Es kommen ja auch Leute aus dem Orte, tun einige Handgriffe, bringen Speisen
mit; aber von Zeit zu Zeit den Kopf hereinsteckeu, das ist keine geregelte Pflege
und Fürsorge; wie kann dabei ein Mensch gesund werden? Auch lassen es der
Ortsvorstand, der Kirchenvorstand und einzelne Wohltäter nicht an Geldunterstützung
fehlen, allein der Taler kann doch nicht hegen und pflegen." In solchen Fällen
müssen also die Armen geradezu verkommen, wenn keine Schwester am Orte ist;
Vereinsdamen, die ja all ihre eignen häuslichen Pflichten haben, können sie nicht
ersetzen, sondern können nur mit Hilfe der Schwestern die Armen- und Krankenpflege
organisieren und überwachen.
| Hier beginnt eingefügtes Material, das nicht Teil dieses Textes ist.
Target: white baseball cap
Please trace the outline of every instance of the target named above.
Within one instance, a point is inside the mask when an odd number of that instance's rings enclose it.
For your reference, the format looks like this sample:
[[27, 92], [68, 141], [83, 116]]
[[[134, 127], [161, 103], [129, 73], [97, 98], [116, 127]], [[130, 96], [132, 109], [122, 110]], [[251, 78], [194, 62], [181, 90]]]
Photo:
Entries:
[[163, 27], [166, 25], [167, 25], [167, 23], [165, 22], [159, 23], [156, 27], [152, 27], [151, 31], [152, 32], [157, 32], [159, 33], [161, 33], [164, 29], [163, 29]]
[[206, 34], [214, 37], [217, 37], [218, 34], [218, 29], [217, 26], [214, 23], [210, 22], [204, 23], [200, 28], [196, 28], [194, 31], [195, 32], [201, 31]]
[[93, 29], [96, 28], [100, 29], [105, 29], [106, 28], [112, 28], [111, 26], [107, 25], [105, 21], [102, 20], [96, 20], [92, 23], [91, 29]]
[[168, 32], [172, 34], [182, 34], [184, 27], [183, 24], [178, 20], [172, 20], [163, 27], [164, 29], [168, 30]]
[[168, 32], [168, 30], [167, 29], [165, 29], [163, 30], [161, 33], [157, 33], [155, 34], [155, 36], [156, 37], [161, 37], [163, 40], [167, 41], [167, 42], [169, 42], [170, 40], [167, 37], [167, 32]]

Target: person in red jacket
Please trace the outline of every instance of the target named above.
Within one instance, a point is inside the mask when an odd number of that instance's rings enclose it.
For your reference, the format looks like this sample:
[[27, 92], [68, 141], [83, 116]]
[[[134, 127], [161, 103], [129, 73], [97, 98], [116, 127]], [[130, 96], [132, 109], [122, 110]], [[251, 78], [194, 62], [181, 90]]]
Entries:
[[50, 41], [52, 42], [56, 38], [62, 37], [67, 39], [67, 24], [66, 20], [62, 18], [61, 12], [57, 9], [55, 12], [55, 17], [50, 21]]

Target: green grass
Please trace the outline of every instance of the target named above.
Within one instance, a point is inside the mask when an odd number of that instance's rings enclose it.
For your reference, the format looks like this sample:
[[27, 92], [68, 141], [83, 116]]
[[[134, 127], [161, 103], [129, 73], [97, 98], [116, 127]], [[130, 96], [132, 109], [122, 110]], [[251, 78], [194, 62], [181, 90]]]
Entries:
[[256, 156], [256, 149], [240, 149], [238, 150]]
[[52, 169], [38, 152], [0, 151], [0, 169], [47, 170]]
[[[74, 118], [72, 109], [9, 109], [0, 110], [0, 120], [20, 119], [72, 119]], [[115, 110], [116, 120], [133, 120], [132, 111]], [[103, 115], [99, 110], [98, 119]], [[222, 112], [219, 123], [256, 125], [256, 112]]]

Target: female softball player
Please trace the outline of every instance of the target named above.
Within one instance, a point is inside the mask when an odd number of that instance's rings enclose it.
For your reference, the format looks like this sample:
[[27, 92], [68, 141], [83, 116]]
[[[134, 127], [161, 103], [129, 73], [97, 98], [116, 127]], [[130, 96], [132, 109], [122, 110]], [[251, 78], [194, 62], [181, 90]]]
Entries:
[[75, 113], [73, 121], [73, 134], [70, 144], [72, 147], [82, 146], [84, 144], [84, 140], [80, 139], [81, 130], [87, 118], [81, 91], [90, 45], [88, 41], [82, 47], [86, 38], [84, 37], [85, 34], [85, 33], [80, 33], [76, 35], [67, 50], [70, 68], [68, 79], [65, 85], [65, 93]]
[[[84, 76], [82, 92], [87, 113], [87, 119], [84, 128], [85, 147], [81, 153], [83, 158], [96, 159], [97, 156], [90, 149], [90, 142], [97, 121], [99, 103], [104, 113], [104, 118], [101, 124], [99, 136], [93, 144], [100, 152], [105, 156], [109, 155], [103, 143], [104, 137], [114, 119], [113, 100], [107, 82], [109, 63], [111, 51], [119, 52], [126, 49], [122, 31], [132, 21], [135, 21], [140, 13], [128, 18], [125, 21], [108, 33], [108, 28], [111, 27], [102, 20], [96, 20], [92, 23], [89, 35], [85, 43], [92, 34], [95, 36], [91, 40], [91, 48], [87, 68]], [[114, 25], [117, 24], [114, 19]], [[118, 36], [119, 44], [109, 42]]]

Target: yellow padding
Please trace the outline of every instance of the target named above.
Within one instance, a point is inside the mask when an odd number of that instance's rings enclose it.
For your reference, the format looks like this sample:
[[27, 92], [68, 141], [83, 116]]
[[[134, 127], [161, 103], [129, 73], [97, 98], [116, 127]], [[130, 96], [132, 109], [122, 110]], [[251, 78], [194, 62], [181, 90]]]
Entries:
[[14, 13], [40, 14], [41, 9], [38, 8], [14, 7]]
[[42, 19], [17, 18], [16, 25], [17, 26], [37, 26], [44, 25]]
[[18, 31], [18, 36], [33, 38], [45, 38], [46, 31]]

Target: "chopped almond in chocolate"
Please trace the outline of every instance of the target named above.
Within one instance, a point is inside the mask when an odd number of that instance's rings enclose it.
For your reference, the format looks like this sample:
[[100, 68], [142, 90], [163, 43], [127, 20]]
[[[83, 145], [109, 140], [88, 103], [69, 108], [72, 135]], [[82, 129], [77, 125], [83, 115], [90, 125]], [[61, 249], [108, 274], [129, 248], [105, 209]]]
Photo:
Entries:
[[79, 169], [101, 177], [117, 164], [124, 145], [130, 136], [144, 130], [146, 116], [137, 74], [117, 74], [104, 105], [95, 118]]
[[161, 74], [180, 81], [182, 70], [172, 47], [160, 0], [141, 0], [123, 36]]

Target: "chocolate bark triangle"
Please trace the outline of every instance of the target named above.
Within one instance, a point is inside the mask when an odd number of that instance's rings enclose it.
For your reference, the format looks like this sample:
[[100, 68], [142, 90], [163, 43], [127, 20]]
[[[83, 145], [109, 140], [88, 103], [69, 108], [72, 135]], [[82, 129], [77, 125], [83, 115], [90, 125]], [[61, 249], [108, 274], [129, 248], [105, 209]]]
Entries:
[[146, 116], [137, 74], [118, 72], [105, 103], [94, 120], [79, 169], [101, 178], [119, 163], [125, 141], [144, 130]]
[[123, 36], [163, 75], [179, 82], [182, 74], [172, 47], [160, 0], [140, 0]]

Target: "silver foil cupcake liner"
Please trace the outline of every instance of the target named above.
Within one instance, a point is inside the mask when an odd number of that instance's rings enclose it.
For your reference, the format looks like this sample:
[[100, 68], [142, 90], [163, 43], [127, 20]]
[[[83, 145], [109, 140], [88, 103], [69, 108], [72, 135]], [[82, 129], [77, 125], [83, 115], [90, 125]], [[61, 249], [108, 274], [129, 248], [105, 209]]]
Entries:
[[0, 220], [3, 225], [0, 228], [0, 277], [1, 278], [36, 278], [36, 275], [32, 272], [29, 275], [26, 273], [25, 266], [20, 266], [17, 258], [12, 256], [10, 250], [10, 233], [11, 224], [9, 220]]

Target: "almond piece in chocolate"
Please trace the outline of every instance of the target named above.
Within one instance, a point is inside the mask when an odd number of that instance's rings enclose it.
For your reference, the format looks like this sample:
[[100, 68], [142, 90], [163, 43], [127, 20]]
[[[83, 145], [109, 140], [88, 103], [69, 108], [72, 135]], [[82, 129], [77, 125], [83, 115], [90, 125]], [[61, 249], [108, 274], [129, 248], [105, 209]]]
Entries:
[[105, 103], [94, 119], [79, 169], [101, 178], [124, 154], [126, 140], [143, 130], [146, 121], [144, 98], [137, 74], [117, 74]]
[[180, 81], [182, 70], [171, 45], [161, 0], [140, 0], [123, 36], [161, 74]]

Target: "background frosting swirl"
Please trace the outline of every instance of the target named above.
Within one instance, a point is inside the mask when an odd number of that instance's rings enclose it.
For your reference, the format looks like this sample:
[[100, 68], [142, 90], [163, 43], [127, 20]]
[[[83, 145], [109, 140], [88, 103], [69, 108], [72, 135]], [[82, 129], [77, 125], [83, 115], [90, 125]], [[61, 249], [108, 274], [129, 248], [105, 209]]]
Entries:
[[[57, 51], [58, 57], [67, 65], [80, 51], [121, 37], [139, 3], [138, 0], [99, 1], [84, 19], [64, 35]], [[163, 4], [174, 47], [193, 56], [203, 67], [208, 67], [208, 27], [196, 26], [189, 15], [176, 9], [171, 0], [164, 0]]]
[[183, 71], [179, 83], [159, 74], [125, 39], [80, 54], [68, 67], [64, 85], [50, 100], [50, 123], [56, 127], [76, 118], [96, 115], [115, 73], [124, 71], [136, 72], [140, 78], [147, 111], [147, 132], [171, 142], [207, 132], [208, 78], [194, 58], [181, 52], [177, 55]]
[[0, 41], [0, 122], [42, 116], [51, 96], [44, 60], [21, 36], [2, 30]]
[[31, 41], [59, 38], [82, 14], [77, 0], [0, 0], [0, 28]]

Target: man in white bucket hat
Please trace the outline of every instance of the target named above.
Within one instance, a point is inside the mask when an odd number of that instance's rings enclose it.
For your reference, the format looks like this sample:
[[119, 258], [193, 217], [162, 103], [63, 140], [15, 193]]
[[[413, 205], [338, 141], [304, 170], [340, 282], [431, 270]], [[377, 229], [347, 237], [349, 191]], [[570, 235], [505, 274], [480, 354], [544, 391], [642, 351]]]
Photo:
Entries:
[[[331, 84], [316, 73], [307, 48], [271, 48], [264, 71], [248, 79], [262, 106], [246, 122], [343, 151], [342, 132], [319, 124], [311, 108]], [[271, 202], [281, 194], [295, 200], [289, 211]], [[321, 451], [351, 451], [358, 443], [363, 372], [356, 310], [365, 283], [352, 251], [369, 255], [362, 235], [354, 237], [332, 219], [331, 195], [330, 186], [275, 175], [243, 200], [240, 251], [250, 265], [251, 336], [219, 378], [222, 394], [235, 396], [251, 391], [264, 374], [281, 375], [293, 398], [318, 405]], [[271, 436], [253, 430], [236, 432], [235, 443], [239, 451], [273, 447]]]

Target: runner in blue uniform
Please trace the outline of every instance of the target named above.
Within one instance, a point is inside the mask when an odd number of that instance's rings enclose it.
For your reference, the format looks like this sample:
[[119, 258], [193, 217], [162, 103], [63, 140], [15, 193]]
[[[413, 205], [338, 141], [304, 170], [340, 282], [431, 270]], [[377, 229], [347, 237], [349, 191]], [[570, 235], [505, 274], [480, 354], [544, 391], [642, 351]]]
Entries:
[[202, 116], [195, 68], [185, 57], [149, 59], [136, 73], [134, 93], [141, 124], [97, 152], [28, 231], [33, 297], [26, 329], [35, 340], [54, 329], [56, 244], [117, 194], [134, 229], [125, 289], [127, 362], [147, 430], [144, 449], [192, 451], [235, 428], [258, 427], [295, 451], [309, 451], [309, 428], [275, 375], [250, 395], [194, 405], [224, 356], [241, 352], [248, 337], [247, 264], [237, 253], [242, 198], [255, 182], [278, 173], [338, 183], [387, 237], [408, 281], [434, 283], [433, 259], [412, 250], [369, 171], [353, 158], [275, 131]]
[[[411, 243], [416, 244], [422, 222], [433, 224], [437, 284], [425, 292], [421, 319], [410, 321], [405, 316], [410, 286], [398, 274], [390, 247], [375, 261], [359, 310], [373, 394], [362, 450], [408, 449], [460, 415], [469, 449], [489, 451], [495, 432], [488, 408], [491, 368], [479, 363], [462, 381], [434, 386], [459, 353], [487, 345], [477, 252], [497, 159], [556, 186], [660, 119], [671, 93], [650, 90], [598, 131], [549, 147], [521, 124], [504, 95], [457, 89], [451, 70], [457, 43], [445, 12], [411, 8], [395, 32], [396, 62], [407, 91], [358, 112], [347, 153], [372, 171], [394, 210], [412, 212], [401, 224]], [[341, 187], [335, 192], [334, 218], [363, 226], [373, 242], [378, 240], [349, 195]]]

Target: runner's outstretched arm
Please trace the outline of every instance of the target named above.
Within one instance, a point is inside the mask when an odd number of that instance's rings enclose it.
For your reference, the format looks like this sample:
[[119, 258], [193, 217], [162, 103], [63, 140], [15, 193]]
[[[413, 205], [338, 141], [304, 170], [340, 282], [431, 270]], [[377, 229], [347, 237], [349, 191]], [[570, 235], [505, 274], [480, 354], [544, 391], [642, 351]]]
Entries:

Schwestern werden denn auch allerorten verlangt,
aber oft nicht auf die richtige Weise. Der Verfasser gibt an, wie Vereine und
Ortsbehörden Verfahren müssen, um welche zu bekommen, soweit überhaupt welche
verfügbar sind; denn ihre Zahl ist allerdings viel zu gering, trotzdem daß von den
15 000 evangelischen Diakonissen, die es in der Welt gibt, 12 000 auf Deutschland
kommen. Eingefügt ist auch eine Geschichte des Diakonisseninstituts von der Apostel-
zett an.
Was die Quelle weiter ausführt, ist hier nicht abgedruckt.